Part of the hotel’s appeal he says was its homely atmosphere. “It didn’t overwhelm you when you walked into the lobby like many modern hotels do,” says Shalabi. “And a lot of ordinary people liked it as a result.”
And although he too is sad to see it go, Shalabi realises that change is inevitable. “It’s a very big piece of land, wasted on a small hotel. From a commercial point of view it makes no sense to keep it. Plus, it’s no longer architecturally pleasing. Things have to move on – you can’t live your life on nostalgic terms. But I do admit it is the end of an era.”
The closing of the hotel was marked by a farewell gathering on March 7, 2012, which was hosted by Khalaf Al Habtoor and attended by many of the establishment’s loyal guests.
“We opened our doors in February 1979,” Al Habtoor told the crowd that had gathered at the event. “HH Sheikh Rashid bin Saied Al Maktoum, God rest his soul in peace, inaugurated the place.

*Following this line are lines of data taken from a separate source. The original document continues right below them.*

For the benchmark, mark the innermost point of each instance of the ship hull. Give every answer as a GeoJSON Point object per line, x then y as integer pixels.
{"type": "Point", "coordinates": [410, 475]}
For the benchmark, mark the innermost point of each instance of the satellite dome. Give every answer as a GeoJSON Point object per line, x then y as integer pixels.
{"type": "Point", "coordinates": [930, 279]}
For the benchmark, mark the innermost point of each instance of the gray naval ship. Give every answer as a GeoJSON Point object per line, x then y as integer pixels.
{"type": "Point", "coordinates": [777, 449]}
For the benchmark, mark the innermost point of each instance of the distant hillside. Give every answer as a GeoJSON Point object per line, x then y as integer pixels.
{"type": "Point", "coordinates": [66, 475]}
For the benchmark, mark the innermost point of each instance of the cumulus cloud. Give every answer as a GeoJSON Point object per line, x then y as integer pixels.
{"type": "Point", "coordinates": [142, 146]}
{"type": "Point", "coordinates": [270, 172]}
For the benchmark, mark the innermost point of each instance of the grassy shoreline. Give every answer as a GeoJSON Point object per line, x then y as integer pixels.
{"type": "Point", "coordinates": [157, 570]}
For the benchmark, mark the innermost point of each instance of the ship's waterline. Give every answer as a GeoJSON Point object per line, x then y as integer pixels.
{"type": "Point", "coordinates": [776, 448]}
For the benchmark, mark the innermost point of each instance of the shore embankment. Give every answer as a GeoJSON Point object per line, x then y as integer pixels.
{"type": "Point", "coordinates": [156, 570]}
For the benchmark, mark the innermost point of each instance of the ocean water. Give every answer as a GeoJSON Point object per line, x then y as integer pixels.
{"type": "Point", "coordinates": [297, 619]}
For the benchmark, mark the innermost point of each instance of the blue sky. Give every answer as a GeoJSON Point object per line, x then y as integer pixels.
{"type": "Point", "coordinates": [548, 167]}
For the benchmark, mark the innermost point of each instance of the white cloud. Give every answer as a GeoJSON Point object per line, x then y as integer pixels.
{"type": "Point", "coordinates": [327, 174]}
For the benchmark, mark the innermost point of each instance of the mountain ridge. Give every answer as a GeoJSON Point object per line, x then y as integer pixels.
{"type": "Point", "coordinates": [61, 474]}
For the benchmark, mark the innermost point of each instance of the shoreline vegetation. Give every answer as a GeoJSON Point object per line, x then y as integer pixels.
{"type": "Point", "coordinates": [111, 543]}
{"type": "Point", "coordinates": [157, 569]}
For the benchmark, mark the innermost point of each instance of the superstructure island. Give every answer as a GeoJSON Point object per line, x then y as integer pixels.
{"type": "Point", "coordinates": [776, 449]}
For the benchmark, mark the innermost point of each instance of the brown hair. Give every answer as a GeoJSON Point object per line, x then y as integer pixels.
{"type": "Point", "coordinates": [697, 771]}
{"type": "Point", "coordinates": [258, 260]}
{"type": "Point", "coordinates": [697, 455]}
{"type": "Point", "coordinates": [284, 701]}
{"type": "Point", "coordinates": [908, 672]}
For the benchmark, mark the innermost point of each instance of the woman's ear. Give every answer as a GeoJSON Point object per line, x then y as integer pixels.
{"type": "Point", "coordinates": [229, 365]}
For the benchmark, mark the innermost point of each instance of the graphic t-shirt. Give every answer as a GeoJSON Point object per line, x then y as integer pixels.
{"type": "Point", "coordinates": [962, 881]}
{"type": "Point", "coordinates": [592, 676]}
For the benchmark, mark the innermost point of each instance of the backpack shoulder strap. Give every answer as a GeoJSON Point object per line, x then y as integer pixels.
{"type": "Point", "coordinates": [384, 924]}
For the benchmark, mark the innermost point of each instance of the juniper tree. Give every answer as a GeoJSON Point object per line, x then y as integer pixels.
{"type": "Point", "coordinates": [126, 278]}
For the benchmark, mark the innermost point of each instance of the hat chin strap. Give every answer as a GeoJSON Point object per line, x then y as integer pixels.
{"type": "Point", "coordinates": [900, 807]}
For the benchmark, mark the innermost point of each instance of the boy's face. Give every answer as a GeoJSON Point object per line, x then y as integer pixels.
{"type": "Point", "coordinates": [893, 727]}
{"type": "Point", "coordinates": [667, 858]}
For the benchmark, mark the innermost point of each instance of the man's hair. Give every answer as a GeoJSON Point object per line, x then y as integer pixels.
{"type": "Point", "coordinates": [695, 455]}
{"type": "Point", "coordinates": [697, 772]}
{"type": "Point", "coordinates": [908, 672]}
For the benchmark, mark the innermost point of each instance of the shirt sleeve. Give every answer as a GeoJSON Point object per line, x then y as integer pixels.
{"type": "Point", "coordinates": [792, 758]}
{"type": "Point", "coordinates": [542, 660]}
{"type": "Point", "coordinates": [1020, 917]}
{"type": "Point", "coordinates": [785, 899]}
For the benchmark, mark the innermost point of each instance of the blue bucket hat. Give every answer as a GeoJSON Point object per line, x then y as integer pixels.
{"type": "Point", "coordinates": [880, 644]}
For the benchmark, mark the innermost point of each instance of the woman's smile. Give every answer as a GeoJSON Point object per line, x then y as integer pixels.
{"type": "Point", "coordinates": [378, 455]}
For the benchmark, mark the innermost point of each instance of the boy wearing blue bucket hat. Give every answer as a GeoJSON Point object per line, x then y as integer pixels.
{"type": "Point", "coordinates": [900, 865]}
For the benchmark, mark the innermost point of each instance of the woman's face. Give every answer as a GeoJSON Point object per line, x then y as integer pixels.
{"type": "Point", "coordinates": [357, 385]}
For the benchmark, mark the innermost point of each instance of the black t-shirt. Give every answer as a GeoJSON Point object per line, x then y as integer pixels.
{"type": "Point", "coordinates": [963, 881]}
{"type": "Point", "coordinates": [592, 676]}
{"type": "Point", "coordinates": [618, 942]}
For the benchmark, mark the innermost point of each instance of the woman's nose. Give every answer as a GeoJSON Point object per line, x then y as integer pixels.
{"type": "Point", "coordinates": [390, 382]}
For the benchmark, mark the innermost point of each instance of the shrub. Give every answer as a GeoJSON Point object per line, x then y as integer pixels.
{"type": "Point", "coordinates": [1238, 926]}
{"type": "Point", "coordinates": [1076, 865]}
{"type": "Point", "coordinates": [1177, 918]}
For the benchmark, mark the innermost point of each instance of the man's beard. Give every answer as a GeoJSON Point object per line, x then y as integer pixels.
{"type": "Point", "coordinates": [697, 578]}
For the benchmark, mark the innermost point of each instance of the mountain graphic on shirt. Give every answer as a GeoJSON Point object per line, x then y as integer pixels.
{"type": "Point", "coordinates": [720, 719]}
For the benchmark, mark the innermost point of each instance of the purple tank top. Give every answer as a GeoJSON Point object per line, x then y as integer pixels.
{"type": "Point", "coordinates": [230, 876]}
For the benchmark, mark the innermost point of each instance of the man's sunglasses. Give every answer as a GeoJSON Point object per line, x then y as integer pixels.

“I remember very well when Sheikh Rashid looked around and laughed. He said ‘Khalaf’s hotel is like a donkey that is tied to tree in a salty dry land.’ Of course he was joking. Sheikh Rashid had a great vision for Dubai and knew what Sheikh Zayed Road would become which is why he gave me that land.”
Al Habtoor explained that construction work of the new hotel will start in April 2012, and will be completed by 2016. “Some of the Metropolitan Hotel’s outlets such as the Red Lion and Don Corleone Restaurant will be brought back in the new property so we’re not saying good-bye to our guests,” he said.
“This is just an interruption in a long relationship which we hope to resume in the years to come, and one which we will continue for a long time.
“It is true that we are demolishing one of Dubai’s historic landmarks, but it will be replaced by another bigger landmark for the future. This is not the end; this is the rebirth of a great monument.”